Until recently, few local businesspeople had spoken out on the issue either (those who have include Bill George, Marilyn Carlson Nelson, Vance Opperman, John Taft, and Wheelock Whitney). But late last week, the leaders of seven well-known local law firms signed a letter expressing their personal opposition to the marriage amendment.
The letter, which appeared in the Star Tribune, said: “As a number of our state’s corporate leaders have noted, the marriage amendment endangers our business climate, signaling that ours is a community that does not welcome members of the LGBT community. This directly impacts Minnesota businesses, including law firms, which are dependent on attracting and retaining the best and brightest talent, regardless of sexual orientation.”
The letter went on to say that “it is a bad precedent to use the Constitution to deny the civil liberties of a few.”

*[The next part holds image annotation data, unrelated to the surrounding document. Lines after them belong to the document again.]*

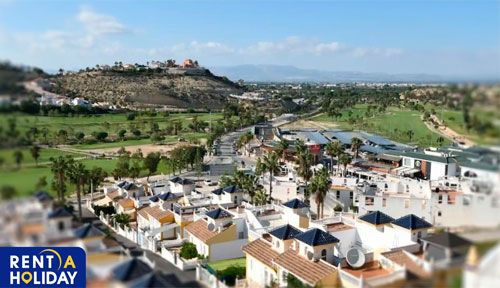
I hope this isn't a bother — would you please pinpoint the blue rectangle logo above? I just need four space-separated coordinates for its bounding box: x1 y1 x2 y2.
0 247 87 287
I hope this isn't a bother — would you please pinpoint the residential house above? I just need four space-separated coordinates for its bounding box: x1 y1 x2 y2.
185 208 248 261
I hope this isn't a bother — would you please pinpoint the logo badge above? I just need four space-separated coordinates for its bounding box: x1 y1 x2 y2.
0 247 87 287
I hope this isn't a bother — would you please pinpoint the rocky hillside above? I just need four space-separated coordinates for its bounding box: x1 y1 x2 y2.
47 70 243 109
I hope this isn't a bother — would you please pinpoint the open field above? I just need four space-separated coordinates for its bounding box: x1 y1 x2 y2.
208 258 246 271
0 148 79 170
435 108 500 145
71 133 208 150
311 105 451 146
0 155 176 196
0 113 223 135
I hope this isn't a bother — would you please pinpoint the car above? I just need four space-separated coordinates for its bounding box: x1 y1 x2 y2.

The letter was signed by the following law firm leaders:
• Gregory P. Bulinski, CEO, Bassford Remele, P.A.
• Doug Holod, governance committee chair, Maslon Edelman Borman & Brand, LLP
• Andrew G. Humphrey, managing partner, Faegre Baker Daniels LLP
• Brad Keil, managing partner, Oppenheimer Wolff & Donnelly LLP
• John Koneck, president, Fredrikson & Byron, P.A.
• Dennis M. O’Malley, managing partner, Lindquist & Vennum PLLP
• Steven A. Schumeister, managing partner, Robins, Kaplan, Miller & Ciresi L.L.P.

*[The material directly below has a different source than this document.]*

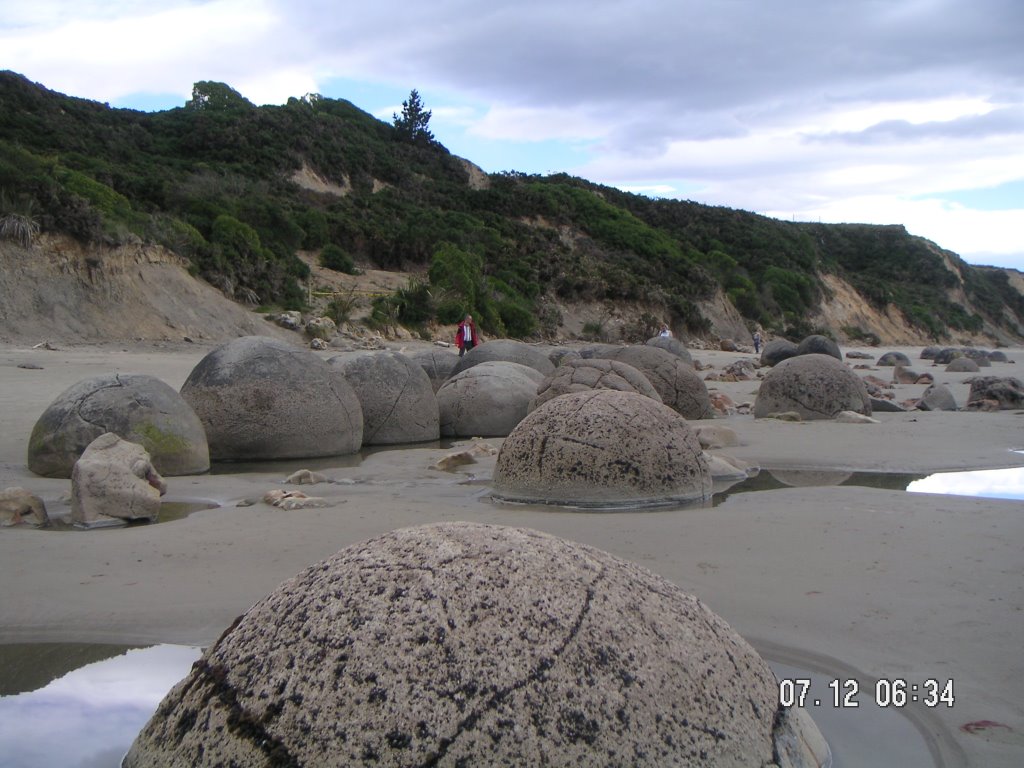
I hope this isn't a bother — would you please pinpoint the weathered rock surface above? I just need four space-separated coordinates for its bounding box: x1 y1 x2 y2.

In addition to vowing that they themselves would vote “no” on the marriage amendment, the leaders also encouraged their “fellow members of the bar” to join them.

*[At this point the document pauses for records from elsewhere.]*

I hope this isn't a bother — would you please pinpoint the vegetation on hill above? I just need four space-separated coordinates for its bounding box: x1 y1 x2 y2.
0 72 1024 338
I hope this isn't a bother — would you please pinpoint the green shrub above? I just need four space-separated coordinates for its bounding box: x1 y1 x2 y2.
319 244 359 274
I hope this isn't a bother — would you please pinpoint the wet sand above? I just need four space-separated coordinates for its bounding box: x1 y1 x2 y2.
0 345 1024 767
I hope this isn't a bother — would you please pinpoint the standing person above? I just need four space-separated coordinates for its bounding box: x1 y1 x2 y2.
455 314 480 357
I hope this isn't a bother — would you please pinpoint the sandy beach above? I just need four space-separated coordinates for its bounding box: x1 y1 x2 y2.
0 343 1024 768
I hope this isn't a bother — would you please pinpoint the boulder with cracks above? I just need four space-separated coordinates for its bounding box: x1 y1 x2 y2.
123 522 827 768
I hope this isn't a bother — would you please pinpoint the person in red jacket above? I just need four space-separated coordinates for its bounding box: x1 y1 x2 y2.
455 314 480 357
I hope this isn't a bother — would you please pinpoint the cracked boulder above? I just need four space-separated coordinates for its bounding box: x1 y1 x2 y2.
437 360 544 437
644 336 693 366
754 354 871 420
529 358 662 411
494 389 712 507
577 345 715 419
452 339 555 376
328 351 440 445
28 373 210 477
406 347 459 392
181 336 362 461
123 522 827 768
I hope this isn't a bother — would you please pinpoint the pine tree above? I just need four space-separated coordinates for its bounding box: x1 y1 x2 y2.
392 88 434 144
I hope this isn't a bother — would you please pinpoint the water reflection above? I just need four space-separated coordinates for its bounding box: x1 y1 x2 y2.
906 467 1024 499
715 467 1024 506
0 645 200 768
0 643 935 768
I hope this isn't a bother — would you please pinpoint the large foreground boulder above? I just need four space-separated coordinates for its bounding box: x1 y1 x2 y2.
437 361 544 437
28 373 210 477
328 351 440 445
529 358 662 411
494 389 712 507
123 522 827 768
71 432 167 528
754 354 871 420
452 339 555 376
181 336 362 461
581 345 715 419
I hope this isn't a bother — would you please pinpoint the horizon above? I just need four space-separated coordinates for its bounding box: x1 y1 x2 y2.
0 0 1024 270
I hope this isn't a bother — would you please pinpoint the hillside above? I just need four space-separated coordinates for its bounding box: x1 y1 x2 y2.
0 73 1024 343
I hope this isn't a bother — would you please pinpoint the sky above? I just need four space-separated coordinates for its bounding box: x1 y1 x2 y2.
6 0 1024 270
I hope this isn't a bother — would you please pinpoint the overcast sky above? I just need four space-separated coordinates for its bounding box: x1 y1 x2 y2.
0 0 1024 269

Although Minneapolis-based Target Corporation hasn’t taken a stand on the marriage amendment, Target stores nationwide are reportedly selling greeting cards that celebrate same-sex marriages.
According to a Star Tribune report, the cards hit shelves in mid-June and are placed on card racks under the headings “For two special men” and “For two special women.” They include phrases like “Mr. & Mr.” and “Two very special women, one very special love.”
Target spokeswoman Molly Snyder told the Star Tribune that Target offers greeting cards that appeal to a variety of audiences, including the LGBT community.
In May, Target began selling T-shirts with gay-friendly themes online—and it has pledged to donate the full purchase price of each one, up to $120,000, to the Family Equality Council.